One of the things I took away from the RWM exhibition this year was a new interest in rubbish - or, more precisely, recycling bins. They seem to be popping up all over the place. Outside WRAP’s offices in Banbury, Cherwell District Council has installed very smart recycling bins throughout the town centre. The building where we recently held our AGM had triple bins to allow for recycling food waste too. And they are increasingly appearing in airports, shopping centres, schools and workplaces.
With seven out of 10 adults now considering themselves to be ‘committed recyclers’, when asked about recycling at home, it is natural to ask what happens when they go out of their front doors?

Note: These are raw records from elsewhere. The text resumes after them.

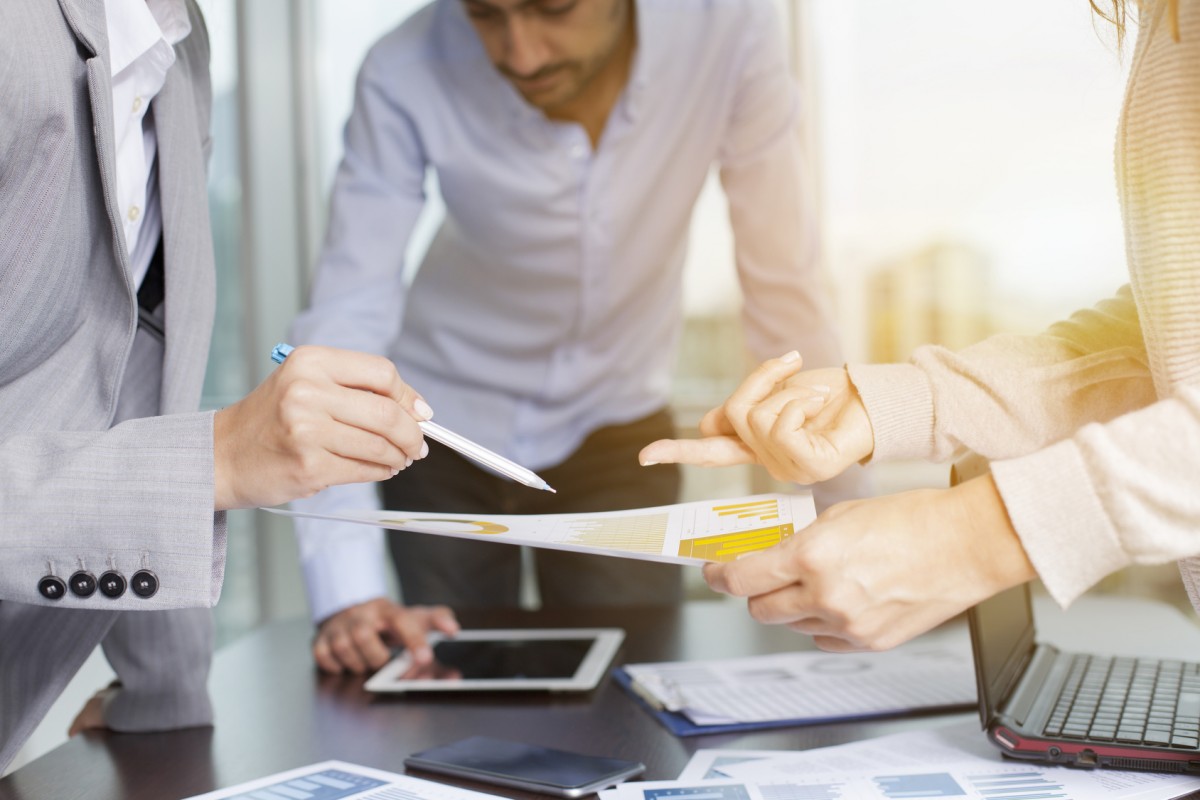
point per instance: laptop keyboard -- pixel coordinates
(1129, 701)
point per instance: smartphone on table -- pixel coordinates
(519, 765)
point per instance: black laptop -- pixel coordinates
(1078, 709)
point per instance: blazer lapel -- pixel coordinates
(187, 239)
(88, 22)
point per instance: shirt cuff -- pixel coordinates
(1060, 519)
(348, 572)
(899, 403)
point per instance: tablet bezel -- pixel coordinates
(605, 642)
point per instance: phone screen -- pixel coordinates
(513, 763)
(513, 659)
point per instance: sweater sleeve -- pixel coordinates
(1113, 494)
(1009, 395)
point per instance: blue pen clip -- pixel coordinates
(281, 352)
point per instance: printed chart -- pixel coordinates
(688, 533)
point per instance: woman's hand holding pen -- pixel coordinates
(802, 426)
(324, 417)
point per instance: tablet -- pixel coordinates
(557, 660)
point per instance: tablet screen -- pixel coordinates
(505, 659)
(513, 659)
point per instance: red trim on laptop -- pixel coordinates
(1015, 744)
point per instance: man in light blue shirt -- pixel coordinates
(570, 139)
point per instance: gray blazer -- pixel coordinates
(106, 465)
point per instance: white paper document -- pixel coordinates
(933, 672)
(949, 762)
(341, 781)
(685, 533)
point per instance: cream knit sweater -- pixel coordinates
(1093, 427)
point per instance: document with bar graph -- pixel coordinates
(685, 533)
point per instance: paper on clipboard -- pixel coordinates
(685, 533)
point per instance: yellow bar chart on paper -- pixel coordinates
(685, 533)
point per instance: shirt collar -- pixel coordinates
(137, 25)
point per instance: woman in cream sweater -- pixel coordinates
(1092, 427)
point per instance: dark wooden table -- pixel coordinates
(274, 713)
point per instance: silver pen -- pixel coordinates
(477, 452)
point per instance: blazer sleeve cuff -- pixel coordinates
(899, 403)
(1060, 519)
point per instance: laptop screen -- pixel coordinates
(1002, 638)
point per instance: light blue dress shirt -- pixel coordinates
(550, 301)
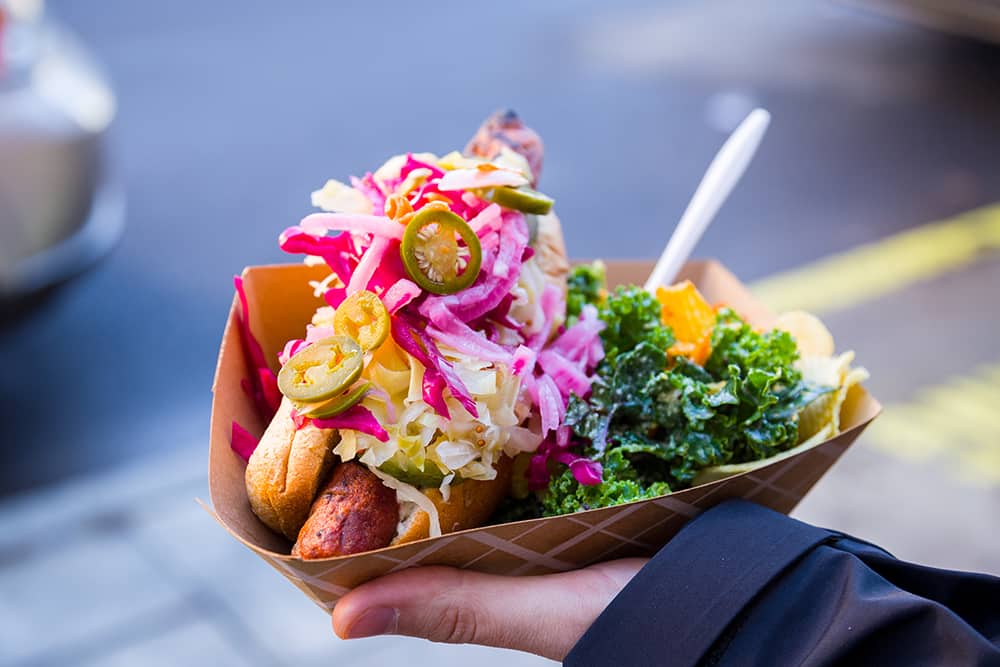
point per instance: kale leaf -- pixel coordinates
(586, 285)
(654, 421)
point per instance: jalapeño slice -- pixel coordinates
(322, 370)
(440, 251)
(525, 200)
(363, 317)
(428, 476)
(340, 403)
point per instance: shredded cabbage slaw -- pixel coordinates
(463, 378)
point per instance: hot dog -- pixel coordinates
(333, 489)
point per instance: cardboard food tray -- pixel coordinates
(281, 303)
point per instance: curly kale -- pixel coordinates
(653, 422)
(585, 285)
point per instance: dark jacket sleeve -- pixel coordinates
(742, 585)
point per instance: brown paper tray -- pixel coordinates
(281, 304)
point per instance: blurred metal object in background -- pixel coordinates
(979, 19)
(60, 210)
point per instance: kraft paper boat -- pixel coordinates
(281, 304)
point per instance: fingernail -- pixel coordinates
(374, 621)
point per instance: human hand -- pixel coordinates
(545, 615)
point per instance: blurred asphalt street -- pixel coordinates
(231, 113)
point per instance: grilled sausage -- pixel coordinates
(354, 512)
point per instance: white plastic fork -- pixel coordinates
(718, 182)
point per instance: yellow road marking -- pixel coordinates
(874, 269)
(958, 421)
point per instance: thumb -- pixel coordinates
(545, 615)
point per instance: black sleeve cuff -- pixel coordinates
(683, 599)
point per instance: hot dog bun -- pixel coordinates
(469, 505)
(285, 471)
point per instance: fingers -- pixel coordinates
(545, 615)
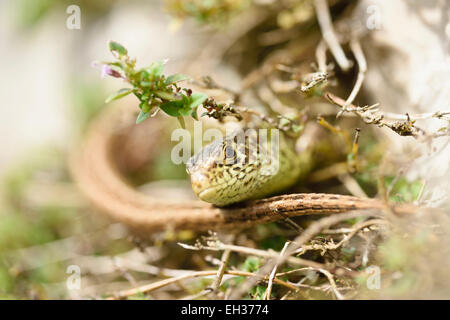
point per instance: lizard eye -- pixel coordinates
(229, 155)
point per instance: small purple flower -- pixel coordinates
(107, 70)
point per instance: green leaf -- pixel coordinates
(117, 47)
(172, 108)
(175, 78)
(156, 68)
(144, 107)
(119, 94)
(142, 116)
(197, 99)
(166, 95)
(194, 114)
(182, 123)
(251, 264)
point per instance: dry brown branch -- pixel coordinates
(326, 26)
(273, 274)
(362, 68)
(160, 284)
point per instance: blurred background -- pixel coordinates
(50, 91)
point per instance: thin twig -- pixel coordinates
(272, 275)
(326, 26)
(362, 68)
(160, 284)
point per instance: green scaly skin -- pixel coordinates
(229, 171)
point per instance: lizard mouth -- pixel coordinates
(207, 194)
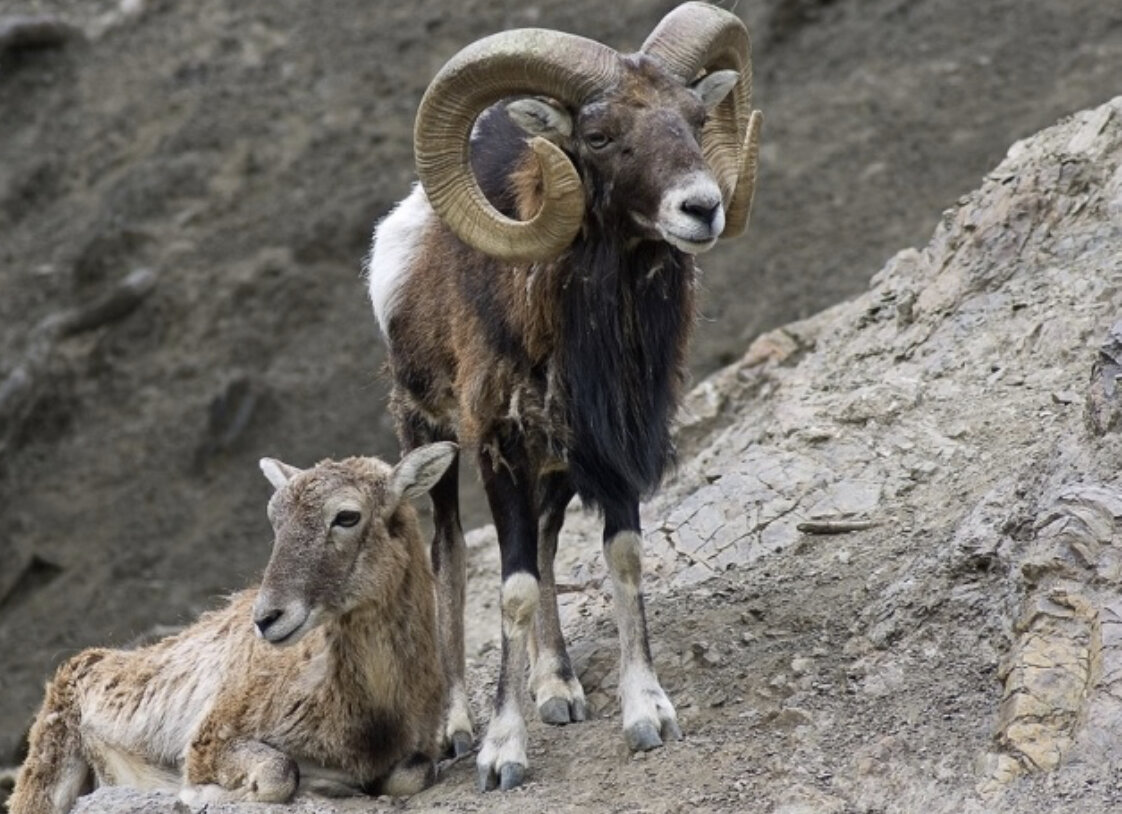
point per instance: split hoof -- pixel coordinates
(509, 776)
(643, 737)
(559, 712)
(460, 744)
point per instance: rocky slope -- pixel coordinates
(885, 577)
(186, 190)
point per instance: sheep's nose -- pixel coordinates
(704, 209)
(265, 621)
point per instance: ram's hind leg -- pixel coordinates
(247, 770)
(508, 483)
(647, 714)
(449, 563)
(557, 691)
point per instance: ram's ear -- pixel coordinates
(420, 470)
(277, 472)
(714, 87)
(541, 117)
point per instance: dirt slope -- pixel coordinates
(956, 646)
(241, 152)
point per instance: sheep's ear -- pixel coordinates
(420, 470)
(714, 87)
(277, 473)
(539, 117)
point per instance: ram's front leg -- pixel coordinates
(557, 689)
(507, 479)
(238, 770)
(647, 714)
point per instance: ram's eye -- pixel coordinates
(598, 140)
(347, 519)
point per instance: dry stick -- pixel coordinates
(17, 391)
(40, 31)
(835, 527)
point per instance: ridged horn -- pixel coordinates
(697, 38)
(527, 61)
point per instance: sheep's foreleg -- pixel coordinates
(508, 483)
(449, 564)
(647, 714)
(56, 770)
(220, 770)
(557, 689)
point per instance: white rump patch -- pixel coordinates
(396, 241)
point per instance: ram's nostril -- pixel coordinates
(266, 620)
(704, 210)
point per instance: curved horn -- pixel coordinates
(534, 61)
(698, 37)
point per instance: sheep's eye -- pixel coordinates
(598, 140)
(347, 519)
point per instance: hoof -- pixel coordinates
(509, 776)
(460, 744)
(560, 712)
(643, 737)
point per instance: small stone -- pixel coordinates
(800, 665)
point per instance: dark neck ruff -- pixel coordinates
(625, 322)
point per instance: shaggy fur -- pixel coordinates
(349, 704)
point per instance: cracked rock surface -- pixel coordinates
(885, 576)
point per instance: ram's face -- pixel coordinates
(638, 151)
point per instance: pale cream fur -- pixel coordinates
(221, 714)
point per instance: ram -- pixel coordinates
(536, 294)
(327, 676)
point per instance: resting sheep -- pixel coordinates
(327, 676)
(536, 294)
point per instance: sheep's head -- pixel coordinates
(342, 537)
(670, 129)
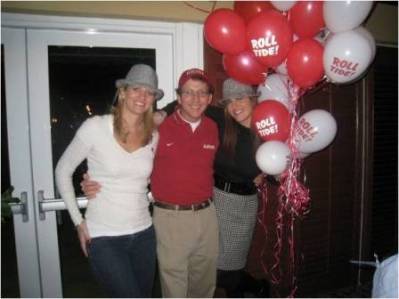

Surely the time has come when we should plan to make it easy and natural for everyone to recycle wherever they are, be that at work, college, on a train, in a shopping centre or at a sporting event.
WRAP’s schools programme has moved its focus from educating students about the benefits of recycling - they get that point quickly enough these days - to making sure they have the facilities to put the learning into practice. For similar reasons, we have worked with a number of universities to improve recycling facilities. It seems a sensible investment to make sure that the business leaders and product designers of tomorrow have a natural feel for resources and how to manage them effectively.
It is not often I agree with the Daily Mail, but I was forced to admit that it had a point when it complained during the summer about councils pushing householders to recycle but not having recycling facilities in their buildings for their own staff and visitors. I know this is not true of all councils; some have very impressive programmes to engage staff in recycling, such as Gloucestershire’s ‘Own House In Order’ programme.
There is not much information about how widespread recycling facilities are in the public sector, although the Sustainable Development Commission has made regular reports on Government departments’ waste arisings and recycling figures. So we know they had arisings of just over 300,000 tonnes and recycled just under half of it (48%), with 90% of total arisings coming from just four departments.
Unfortunately, the same information is not available for the rest of the public sector, so WRAP is about to start some scoping work to identify priority areas for its new business plan, as part of a greater focus on non-household waste streams.
WRAP is obviously not alone in being interested in ‘away from home’ recycling. It has been working with Alupro on its ‘Every Can Counts’ campaign and with Coca-Cola Enterprises on the Recycle Zone initiative. We have also recently joined the ‘Recycle on the Go’ platform being hosted by Recoup. Embedding change on the scale required will need many partners from different sectors to get involved.
One challenge will be building a sense of momentum, using each new example as an encouragement to others to join the effort. Another will be getting the public to make use of the facilities in the way and to the extent intended. My unscientific surveys of the bins of Cherwell suggest that this can be achieved with perseverance and by building on habits established at home. One way of doing that is to use the high recognition that the public has for the ‘Recycle Now’ style of signage in England.
That is part of the approach WRAP has been working on with the 2012 Olympics Organising Committee. It is determined to have the highest possible recycling rate at the Games. As well as making full use of ‘Recycle Now’, the committee is planning to control materials brought on-site by contractors and concessionaires to simplify and maximise the opportunities for recycling.
Wouldn’t it be another fitting legacy for the Games if, when we hand over the flag, we can say that recycling has taken another giant step towards being entirely normal for everyone, wherever they are?